Home visits by health professionals after childbirth: a great idea not widely used

It is common in some European countries such as the Netherlands, France and the United Kingdom, but in Spain and in most countries it is not yet well known nor is the home care service after childbirth barely applied, on those days when the Baby is more fragile and mothers need more help and have more doubts. Definitely, Home visits by health professionals after childbirth are a great idea but not very widespread.

Because, who better than a gynecologist, a midwife, a pediatrician, to help you with any questions you may have? Who better to check the health status of your baby, to solve the doubts about breastfeeding, make sure that we are healing the belly button ...?

And not only for the first days, a subsequent follow-up with periodic visits, during the first year or up to two years as in some countries as a rule, would be fabulous. Although maybe it's asking too much ... We'd settle for they could come home the first few weeks of the newborn.

Maybe you remember those moments, after leaving the hospital, calling the gynecologist for this or that, to the hospital, to the midwife ... and maybe going to the pediatrician for the first time. But it is not always easy to first leave home after giving birth, sometimes recovery is slow and having to leave to go to a consultation can be done very uphill.

WHO recommends home visits by health workers to reduce neonatal mortality in developing countries, because these are the most critical moments for the survival of newborns. But surely these visits can work for any woman who has just given birth.

During home visits, qualified health professionals should carry out varied activities, to some of which we do have access when giving birth in a hospital. But what happens when you leave the hospital and go home with the baby for the first time? Don't you often have a feeling of abandonment, of insecurity?
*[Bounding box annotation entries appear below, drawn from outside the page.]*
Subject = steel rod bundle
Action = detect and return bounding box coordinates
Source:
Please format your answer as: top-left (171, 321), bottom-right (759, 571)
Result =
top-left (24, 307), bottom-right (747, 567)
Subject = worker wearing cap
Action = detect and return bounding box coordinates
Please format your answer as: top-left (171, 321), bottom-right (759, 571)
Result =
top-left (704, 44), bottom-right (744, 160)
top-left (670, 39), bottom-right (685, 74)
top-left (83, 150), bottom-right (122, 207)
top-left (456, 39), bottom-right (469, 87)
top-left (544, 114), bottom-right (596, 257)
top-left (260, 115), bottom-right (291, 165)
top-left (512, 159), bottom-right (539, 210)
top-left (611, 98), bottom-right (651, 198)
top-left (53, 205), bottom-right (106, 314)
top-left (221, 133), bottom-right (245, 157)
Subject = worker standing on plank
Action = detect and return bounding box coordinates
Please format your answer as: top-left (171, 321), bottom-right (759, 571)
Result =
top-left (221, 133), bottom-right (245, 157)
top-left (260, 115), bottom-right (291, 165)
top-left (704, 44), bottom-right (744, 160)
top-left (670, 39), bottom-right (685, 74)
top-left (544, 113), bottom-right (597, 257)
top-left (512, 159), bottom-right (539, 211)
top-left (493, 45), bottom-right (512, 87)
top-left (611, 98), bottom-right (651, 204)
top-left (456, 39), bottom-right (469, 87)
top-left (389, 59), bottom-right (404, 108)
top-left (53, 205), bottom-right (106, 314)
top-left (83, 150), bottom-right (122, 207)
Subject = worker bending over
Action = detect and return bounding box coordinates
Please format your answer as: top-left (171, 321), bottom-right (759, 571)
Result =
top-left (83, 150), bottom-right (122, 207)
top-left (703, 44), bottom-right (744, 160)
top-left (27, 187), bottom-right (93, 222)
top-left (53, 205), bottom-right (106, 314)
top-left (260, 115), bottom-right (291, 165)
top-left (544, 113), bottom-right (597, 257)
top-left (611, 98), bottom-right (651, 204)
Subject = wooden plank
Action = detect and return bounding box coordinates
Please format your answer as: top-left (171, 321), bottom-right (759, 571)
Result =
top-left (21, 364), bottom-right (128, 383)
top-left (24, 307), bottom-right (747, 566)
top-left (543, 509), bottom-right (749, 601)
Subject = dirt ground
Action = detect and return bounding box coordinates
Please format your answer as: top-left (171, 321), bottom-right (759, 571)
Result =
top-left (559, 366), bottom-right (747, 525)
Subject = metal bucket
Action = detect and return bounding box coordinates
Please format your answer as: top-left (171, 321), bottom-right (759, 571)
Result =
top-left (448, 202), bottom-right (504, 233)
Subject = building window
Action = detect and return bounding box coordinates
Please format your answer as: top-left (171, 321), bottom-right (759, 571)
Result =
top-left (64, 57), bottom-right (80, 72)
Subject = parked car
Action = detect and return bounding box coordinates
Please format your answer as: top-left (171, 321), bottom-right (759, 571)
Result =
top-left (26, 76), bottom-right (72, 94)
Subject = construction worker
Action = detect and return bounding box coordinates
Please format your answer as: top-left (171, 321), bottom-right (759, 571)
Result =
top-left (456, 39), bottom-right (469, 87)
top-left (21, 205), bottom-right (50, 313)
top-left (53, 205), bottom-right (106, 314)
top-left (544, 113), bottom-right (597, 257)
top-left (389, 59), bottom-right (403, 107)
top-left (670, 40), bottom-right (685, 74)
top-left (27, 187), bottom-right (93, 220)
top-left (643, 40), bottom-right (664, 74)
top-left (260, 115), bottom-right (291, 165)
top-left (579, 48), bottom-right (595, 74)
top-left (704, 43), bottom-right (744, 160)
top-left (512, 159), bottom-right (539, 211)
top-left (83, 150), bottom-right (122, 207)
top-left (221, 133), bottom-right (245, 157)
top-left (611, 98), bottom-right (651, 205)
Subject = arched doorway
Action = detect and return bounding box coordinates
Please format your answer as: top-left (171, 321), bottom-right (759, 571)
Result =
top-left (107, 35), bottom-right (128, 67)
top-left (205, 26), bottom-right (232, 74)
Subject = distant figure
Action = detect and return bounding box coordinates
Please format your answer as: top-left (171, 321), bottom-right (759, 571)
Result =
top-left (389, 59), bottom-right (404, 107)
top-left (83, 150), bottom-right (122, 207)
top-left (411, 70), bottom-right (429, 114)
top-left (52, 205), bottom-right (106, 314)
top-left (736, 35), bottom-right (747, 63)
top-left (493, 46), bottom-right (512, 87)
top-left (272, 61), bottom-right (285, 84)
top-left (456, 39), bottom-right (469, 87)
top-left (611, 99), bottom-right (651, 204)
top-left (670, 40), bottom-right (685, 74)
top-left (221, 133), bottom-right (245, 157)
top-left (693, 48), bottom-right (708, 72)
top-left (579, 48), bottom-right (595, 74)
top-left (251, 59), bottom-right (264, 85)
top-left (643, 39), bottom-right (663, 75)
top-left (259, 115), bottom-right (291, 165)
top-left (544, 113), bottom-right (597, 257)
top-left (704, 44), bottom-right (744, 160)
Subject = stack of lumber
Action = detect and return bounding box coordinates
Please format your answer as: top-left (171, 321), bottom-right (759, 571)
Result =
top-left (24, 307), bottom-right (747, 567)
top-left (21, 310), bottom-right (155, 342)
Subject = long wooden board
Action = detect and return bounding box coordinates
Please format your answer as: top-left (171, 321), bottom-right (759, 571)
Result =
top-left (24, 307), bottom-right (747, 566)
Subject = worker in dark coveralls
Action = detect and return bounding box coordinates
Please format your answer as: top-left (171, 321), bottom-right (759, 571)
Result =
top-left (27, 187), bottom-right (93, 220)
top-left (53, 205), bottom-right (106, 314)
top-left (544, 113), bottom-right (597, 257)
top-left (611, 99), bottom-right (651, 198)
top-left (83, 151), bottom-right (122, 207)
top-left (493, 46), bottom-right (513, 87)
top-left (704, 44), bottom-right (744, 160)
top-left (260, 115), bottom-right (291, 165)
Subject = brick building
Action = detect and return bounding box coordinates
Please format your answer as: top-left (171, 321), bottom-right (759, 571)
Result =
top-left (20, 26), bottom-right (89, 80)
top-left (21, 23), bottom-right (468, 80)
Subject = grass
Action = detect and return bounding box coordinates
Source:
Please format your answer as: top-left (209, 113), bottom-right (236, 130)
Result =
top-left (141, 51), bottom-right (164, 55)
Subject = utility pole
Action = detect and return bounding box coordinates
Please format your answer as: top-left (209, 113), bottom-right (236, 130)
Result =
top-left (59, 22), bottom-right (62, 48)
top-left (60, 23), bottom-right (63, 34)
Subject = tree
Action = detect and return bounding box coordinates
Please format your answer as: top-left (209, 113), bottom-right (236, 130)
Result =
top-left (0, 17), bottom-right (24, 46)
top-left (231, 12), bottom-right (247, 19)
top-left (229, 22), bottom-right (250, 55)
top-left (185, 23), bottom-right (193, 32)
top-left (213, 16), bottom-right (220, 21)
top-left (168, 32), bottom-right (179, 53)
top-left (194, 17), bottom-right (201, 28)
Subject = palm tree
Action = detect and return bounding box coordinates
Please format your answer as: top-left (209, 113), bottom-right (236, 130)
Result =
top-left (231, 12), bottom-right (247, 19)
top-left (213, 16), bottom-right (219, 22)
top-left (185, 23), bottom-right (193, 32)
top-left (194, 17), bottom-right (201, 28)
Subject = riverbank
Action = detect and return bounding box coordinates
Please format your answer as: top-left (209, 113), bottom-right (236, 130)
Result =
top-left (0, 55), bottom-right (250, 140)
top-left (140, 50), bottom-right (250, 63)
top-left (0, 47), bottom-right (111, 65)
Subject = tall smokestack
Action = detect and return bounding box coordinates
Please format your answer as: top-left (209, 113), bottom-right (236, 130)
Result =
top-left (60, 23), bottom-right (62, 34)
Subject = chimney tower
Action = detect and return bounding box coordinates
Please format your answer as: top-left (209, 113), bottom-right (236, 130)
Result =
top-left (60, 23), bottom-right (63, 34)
For home births in developing countries, these visits mean that not many babies and mothers die and serve to:

  • Encourage and support early breastfeeding (in the first hour after birth) and feeding the baby exclusively with breast milk.

  • Help keep the newborn warm (encouraging direct contact of the infant with the skin of his mother).

  • Promote hygiene of the umbilical cord and skin.

  • Examine the baby to see if there are signs of serious health problems, and advise families to seek immediate health care if necessary.

  • Encourage the child's birth registration and timely vaccination following the national vaccination program.

  • Detect and care for newborns who need additional care (for example, those who are underweight at birth, are sick or are children of a woman infected with HIV).

  • If possible, provide home treatment of local infections and some feeding problems.

Newborns at higher risk, such as children with low birth weight, the sick or children of mothers with HIV need specific attention.

In our environment, after delivery in the hospital or at home, the home visit of health professionals would also be useful, both to control the emotional and physical state of the mother after childbirth, as well as the state of the baby and her family situation. But it is not extended even in the context in which we move it seems to be implemented in the short term. Sometimes, women have to go to paid help.